When an investor buys a home in New Brunswick, whatever costs they incur in paying the mortgage, insurance and property taxes can get passed down in full to the tenant.

That means whether or not the investment was sound, landlords can set the price wherever they want because there are no forms of rent control in the province, said Matthew Hayes, an urban sociologist and spokesperson for the New Brunswick Coalition for Tenants Rights.

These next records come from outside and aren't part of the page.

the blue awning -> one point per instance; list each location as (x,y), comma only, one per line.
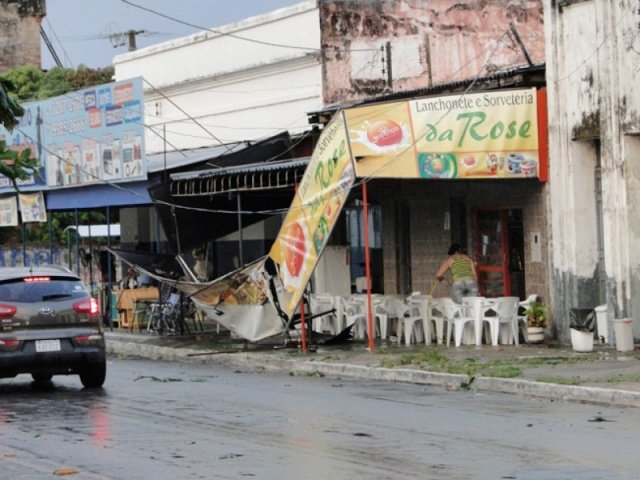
(99,196)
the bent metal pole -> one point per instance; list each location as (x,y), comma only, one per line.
(367,263)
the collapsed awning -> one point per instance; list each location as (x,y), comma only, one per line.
(244,187)
(256,176)
(97,230)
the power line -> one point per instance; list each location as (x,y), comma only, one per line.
(217,32)
(66,55)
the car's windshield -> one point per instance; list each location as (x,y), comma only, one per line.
(38,289)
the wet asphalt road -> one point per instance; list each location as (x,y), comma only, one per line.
(157,420)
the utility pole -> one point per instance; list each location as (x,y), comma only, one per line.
(132,38)
(386,65)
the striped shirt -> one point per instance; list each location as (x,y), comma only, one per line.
(461,269)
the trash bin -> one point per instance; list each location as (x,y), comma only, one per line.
(623,329)
(601,322)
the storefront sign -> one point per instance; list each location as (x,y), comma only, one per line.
(32,207)
(480,135)
(314,211)
(83,137)
(8,212)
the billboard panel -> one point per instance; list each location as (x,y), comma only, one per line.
(479,135)
(83,137)
(314,211)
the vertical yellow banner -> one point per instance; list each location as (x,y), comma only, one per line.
(314,211)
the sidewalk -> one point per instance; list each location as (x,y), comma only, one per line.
(604,376)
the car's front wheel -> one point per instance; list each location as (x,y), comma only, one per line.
(41,377)
(93,376)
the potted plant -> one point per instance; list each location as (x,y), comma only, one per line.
(537,315)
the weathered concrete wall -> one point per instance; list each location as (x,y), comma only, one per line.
(19,35)
(427,203)
(593,53)
(433,42)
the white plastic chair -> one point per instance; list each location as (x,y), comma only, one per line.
(522,319)
(437,317)
(408,319)
(320,303)
(456,317)
(424,305)
(353,314)
(506,312)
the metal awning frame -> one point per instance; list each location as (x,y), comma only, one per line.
(285,176)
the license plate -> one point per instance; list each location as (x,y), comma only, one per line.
(48,345)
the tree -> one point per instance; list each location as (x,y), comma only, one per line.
(14,165)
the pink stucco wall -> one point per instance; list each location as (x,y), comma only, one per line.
(19,37)
(432,42)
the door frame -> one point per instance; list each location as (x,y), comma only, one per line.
(504,242)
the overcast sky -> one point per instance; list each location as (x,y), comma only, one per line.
(82,31)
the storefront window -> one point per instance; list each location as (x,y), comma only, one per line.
(355,237)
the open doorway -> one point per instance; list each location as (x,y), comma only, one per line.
(499,251)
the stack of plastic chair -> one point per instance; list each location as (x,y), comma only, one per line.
(410,322)
(506,312)
(456,317)
(522,319)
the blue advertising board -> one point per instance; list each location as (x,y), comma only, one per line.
(88,136)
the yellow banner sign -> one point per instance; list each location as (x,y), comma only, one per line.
(480,135)
(314,211)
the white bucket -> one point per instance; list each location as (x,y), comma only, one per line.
(581,341)
(603,327)
(623,329)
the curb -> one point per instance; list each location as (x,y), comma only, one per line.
(525,388)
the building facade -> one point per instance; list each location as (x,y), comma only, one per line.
(242,81)
(20,33)
(381,51)
(239,83)
(593,64)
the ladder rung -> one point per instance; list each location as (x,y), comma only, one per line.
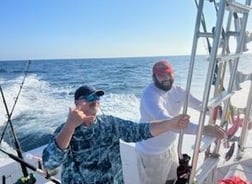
(228,57)
(238,7)
(206,141)
(219,98)
(203,171)
(206,35)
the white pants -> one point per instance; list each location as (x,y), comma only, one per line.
(157,169)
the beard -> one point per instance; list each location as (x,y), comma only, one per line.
(163,85)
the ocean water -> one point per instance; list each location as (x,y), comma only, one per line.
(49,85)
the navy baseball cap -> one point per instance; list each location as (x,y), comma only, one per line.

Matthew Hayes is with the New Brunswick Coalition for Tenants Rights. He's calling for a return of rent caps after P.E.I. and Nova Scotia kept theirs and still posted more housing starts than New Brunswick in 2023.
Matthew Hayes of the New Brunswick Coalition for Tenants Rights is calling for rent caps. P.E.I. and Nova Scotia have them and still posted more housing starts than New Brunswick last year. (Pascal Raiche-Nogue/Radio-Canada)

"What we really needed to do was bring in rent control," Hayes said.

"We should have done that at the start of the pandemic when we could see this wave of investment coming into the sector. We didn't do it, and the result of that is that people have gotten poor while trying to keep up with their rent."

Hayes said rent control could have helped stem the appeal of purchasing homes as investments, thus keeping home prices more stable in recent years. That would have not only been a good thing for tenants and first-time homebuyers, but also for longtime homeowners, he said.

"As the Bank of Canada points out, there is a relationship between the the growth in investor home-buying ... and this is having not just an impact on people who someday want to own homes, it's having an impact on people who currently own their homes in New Brunswick and who are paying, you know, galloping [property] tax costs."

Housing fair game for investment, Allen says

Asked what he thinks about the ethics of buying homes as investments, Allen said there will always be a segment of the population looking to rent instead of own.

As to whether investors like him are contributing to soaring home prices, Allen acknowledged he's no expert on the topic, but said he thinks Canada's growing population, combined with increases in labour and material costs, are the main reasons.

"Again, it's an investment really in the future for myself, but there's some work that goes along with that," Allen said, referring to the costs and labour involved in maintaining the properties.

"I'd like to see some changes from the provincial and federal policies that, you know, let us classify these things as residential, and bring the cost down. I think that would help a lot."